How did you come to run a pub?
I grew up in Derby in the East Midlands, and spent my teenage years in bands and dipping in and out of various college courses. After uni I decided to make the leap to London. I’ve been running bars, pubs, restaurants and clubs here ever since.
You have to be considerate to and cater to all of your punters, whether they live in the immediate vicinity or come from afar. There are locals who come in for a couple of drinks each night, and those who wind down on a Friday, party on a Saturday, or bring their kids in for an apple juice and cheeky pint on Sunday afternoon.
Who are your regulars?
We have quite a diverse mix, from guys who used to frequent the place when it was the Torriano to people who have recently found the pub.
Craft beer: discuss.
For us, it’s amazing and from talking to a lot of our customers a fair few agree. The rise of small breweries and the incredible flavour diversity that they bring can only be a good thing. As long as more reasonably priced alternatives are offered, punters who are seeking out the small craft brewery or specialist beers are aware of the extra price incurred by both themselves and the retailer.
The trend will continue for the meantime. While we have this vast diversity of ideas and flavours being brought to us by various vendors we should use it and showcase it as much as we can. Possibly the way forward is the evolution of the styles of food.
Who’s the most famous face you’ve served?

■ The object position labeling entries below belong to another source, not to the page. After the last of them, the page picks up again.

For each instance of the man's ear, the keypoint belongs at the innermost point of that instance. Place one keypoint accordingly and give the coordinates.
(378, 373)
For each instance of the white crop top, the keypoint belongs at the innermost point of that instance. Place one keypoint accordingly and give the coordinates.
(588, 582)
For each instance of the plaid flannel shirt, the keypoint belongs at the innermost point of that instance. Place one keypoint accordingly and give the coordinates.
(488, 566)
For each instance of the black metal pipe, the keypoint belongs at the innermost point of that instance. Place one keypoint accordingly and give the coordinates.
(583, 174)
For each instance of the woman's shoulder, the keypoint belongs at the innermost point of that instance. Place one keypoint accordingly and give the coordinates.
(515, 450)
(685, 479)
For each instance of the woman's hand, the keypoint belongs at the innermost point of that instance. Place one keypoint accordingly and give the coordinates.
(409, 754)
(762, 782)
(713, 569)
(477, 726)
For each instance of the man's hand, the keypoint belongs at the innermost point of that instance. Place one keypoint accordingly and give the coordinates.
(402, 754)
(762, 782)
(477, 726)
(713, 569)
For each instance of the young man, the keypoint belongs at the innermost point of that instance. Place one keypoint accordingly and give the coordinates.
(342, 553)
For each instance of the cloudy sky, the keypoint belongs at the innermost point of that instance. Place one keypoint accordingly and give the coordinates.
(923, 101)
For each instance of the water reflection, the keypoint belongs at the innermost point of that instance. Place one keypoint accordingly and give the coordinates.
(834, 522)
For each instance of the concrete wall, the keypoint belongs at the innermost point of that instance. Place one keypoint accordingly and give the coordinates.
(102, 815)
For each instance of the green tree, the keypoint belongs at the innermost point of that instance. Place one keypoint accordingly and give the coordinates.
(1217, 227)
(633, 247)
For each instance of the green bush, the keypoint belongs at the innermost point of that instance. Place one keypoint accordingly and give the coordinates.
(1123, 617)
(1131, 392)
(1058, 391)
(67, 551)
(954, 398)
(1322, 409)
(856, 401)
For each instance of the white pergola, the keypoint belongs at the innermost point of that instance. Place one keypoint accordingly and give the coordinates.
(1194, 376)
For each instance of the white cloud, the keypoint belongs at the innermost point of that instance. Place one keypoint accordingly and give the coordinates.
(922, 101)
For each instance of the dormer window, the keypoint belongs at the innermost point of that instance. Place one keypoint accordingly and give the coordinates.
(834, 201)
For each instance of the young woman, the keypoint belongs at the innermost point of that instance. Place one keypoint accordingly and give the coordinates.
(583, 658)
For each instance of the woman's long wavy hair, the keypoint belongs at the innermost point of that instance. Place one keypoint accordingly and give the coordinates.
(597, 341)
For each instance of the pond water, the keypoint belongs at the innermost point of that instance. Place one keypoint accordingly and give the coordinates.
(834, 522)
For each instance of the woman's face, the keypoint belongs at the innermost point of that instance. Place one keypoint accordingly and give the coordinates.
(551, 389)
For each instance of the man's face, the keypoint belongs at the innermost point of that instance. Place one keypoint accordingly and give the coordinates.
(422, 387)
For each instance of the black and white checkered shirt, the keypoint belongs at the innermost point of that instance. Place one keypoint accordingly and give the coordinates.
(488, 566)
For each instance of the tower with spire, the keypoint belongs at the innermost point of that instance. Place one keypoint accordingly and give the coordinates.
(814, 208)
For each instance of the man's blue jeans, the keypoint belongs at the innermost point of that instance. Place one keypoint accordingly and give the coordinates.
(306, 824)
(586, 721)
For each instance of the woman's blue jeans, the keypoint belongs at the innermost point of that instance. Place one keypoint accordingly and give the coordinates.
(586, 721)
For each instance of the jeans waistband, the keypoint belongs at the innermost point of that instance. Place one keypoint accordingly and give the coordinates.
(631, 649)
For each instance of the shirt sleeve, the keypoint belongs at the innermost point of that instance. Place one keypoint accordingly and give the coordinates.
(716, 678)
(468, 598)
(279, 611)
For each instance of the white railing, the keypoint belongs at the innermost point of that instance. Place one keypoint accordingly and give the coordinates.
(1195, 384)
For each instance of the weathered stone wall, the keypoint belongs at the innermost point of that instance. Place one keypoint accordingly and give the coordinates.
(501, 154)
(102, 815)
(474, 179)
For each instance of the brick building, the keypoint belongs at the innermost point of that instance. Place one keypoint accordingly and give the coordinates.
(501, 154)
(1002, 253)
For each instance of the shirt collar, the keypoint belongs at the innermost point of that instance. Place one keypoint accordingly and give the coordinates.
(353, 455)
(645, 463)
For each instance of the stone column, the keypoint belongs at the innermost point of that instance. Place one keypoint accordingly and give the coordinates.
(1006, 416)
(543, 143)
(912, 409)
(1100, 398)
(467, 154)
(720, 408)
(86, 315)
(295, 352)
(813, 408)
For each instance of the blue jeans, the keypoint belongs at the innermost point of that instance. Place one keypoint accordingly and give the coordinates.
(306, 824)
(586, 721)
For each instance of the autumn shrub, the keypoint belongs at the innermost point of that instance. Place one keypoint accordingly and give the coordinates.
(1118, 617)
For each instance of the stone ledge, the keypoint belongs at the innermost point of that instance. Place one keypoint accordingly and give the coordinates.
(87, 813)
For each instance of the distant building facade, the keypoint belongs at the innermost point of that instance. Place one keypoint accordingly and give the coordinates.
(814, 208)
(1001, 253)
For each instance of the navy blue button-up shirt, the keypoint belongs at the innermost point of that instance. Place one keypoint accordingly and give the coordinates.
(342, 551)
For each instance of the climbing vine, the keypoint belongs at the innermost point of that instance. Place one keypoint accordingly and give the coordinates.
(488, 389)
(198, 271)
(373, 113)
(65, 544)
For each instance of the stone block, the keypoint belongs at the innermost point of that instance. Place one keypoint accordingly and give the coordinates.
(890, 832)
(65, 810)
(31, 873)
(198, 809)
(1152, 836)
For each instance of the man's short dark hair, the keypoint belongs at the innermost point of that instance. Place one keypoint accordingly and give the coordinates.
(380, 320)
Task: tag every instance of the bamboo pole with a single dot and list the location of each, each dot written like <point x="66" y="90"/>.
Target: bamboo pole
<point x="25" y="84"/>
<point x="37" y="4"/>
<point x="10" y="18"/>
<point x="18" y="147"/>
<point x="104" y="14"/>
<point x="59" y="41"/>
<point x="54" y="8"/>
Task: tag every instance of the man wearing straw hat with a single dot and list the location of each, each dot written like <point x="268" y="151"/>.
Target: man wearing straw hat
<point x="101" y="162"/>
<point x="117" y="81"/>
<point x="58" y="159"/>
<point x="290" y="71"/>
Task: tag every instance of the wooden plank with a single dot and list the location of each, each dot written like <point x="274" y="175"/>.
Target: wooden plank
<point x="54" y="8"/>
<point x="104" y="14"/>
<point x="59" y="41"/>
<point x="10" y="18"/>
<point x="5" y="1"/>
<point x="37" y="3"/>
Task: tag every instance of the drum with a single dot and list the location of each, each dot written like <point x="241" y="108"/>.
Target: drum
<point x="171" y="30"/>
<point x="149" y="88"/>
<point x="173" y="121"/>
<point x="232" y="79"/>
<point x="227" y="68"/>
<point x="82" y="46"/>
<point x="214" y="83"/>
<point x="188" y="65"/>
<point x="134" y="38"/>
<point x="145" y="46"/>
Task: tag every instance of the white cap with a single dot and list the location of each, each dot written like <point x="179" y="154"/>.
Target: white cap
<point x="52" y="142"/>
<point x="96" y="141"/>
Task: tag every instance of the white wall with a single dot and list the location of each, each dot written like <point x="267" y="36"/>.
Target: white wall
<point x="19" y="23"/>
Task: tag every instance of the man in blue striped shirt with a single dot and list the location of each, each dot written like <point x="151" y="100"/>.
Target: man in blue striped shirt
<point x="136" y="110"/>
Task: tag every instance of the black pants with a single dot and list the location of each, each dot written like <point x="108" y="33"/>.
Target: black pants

At a wake for a film director in my previous pub, the guests included Lily Allen, Keith Allen, Tim Roth and Mick Jones of the Clash. This culminated with a group putting together an impromptu gig which included a rendition of Should I Stay or Should I Go. But I always regretted missing a party at which Kate Moss was invited. Having fallen asleep, I woke up in the morning to missed calls and pictures in the Mail Online of my assistant manager escorting Kate out the pub at silly-o-clock in the morning.